A soloed drum kit with reverb can sound beautiful but when it comes time to sit with bass and guitar tracks I find the drums quiet down. Which is weird because you could mix drum tracks to sound just like The Black Album by adding reverb but it has the opposite effect when there is a bassline and guitar tracks. I would actually like to do my first album like this. No samples just a really loud, bad ass, drum sound. It kind of has to be to sit with my monsterous bass and guitar tones. Adding the reverb over saturates things and causes more problems than it is worth. I can get away with using a small amount on the snare but I would like to give the entire kit a huge reverb and make it sit with the rest of the instruments.
 
It's been so long since I heard that album, I had to look it up on YouTube to hear what you're talking about. The drum reverb works on "Enter Sandman" and "Sad But True" because the vocal and all of the other instruments occupy a frequency range that's higher than the kick drum and lower than the snare. Notice how the snare and lead guitar sound unusually trebly compared to most pop/rock recordings. That's the case on a lot of heavy metal recordings. The snare on some metal songs actually sounds like banging on plastic Tupperware lids to me. The engineers carve out space for the drums by aggressively EQing everything. So that's likely what you need to do. When you do this, each instrument will sound like crap when soloed, so EQ for the mix and not to make everything sound good separately.
 
Another neat metallica trick - don't use the bass guitar tracks.

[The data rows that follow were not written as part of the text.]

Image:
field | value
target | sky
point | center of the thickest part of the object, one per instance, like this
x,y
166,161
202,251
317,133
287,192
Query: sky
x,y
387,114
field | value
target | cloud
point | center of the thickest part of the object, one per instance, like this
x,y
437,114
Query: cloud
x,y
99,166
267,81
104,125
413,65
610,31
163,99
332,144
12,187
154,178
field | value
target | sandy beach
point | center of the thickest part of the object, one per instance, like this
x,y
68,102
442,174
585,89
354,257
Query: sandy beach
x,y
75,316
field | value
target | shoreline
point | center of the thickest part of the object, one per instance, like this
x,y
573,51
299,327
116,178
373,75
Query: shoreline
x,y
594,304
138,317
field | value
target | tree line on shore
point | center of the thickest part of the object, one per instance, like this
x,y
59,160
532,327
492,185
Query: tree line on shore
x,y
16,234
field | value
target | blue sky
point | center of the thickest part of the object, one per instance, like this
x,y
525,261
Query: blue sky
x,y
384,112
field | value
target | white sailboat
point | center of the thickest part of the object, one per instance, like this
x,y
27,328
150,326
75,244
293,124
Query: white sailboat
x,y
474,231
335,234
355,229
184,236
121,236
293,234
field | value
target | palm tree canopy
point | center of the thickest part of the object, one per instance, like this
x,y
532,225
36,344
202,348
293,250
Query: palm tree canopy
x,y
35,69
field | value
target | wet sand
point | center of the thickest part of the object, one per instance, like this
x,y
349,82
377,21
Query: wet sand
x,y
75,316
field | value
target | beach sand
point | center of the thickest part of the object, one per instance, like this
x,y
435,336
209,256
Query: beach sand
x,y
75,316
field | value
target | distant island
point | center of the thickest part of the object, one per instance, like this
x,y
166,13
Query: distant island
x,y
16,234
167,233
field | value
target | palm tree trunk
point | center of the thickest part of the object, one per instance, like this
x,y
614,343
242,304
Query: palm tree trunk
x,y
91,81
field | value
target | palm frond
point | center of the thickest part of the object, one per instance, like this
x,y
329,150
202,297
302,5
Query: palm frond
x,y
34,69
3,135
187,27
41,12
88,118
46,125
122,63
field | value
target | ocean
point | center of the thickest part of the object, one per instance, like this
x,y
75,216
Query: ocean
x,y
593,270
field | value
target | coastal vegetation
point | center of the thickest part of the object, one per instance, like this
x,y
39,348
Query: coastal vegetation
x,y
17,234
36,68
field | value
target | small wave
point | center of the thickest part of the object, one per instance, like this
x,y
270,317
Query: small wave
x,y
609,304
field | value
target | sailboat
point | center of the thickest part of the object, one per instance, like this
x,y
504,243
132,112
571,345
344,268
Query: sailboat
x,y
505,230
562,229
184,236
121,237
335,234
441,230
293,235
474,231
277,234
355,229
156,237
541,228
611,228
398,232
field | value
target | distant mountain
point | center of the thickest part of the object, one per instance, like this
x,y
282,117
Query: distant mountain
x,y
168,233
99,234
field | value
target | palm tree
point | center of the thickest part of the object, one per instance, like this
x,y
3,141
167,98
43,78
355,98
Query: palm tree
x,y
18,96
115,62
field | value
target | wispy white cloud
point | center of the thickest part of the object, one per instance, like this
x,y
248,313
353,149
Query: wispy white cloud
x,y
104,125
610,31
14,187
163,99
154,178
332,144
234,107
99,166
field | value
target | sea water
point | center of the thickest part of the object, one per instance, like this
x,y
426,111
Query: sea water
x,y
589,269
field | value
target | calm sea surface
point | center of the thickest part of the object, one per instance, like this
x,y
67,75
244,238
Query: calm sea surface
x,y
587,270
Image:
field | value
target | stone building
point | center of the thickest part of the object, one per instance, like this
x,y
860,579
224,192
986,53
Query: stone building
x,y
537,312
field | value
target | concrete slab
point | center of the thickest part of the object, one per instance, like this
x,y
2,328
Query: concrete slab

Lars is a fucking douche bag. Justice would have sounded great with Jason actually turned up. This is a bit much but if they re-released that record somewhere between this and the original it would have actually sounded great.

 
To be fair, with the exception of Justice and St. Anger, Lars drum tracks do sound good.
 
Jason sounded really good on the $5.98 ep. I don't know why they had such little faith in his contribution.
 
Another neat metallica trick - don't use the bass guitar tracks.

That was the justice album, he's talking about the black album...

The answer to the question is they had a bunch of different sets of room mics. The closer ones give shorter reverb, the farther ones give longer reverb. They also found other spots in the room that were 'brighter' or 'warmer' and stuff like that. As the song progresses through the parts, they are bringing those different room mics in and out of the mix.

The live room at the studio they recorded the drums at is a huge, live room. There is no artificial reverb on the drums. It is all from the different room mics.
 
You don't think Justice's drums sound good?

Do you?! The snare sound like a paper bag, the kick has no punch, just highs and sub that is an octave below where it should be. If you don't have a well tuned subwoofer, it will fart out your system.

That album sounds like crap, they even admit it.